The outcome of recent by-elections have given no grounds to assume that there has been any shift in the political faultlines in UP which have been determined by Dalit and other backward caste politics for the past two decades. Indeed, Mayawati and Mulayam Singh Yadav remain the two principal poles of politics in the state, with the ‘national’ parties like the Congress and the BJP vying for the third and fourth places in its political spectrum. The two other major groups -- the upper castes and the Muslims -- have been oscillating between these two poles. While Mr Yadav retains considerable Muslim support, Ms Mayawati appears to have made significant dents in the upper caste votes that traditionally would go to the Congress or the BJP.

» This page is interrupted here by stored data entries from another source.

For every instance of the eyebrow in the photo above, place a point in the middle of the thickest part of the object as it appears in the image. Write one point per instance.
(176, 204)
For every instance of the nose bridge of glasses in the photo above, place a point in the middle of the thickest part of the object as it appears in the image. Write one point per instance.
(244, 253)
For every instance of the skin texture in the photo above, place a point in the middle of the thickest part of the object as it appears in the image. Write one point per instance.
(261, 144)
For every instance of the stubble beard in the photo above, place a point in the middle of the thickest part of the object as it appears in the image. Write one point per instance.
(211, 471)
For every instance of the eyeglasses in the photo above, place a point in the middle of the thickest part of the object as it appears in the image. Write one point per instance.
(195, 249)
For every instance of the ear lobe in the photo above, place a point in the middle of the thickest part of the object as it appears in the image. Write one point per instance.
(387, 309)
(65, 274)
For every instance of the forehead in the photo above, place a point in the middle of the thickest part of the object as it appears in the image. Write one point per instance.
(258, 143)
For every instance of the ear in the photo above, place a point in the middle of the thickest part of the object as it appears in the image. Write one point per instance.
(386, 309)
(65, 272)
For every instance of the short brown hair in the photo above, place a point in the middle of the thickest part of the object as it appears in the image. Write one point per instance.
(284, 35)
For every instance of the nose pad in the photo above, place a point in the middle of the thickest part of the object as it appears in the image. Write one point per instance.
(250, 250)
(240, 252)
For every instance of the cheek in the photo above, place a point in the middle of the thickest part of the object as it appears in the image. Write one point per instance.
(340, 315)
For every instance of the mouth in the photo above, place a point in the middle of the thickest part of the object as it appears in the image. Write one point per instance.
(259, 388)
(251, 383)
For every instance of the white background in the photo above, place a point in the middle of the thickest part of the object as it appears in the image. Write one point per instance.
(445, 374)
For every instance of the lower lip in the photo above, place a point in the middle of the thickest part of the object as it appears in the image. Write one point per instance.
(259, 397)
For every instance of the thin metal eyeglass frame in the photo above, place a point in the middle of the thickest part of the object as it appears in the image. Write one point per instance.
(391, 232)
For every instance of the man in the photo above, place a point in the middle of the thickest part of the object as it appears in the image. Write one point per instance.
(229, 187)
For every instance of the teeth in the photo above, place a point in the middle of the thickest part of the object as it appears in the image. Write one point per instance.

But then, as the adage goes, nothing venture, nothing gain. Mr Gandhi has decided to stake his own political capital and confront frontally the challenge his party faces in UP. In a state headed steadily downhill in terms of governance and economy, he does have with him the legacy of his party’s secular appeal and a coherent pro-poor economic programme that self-consciously steers clear of any caste or religious appeal.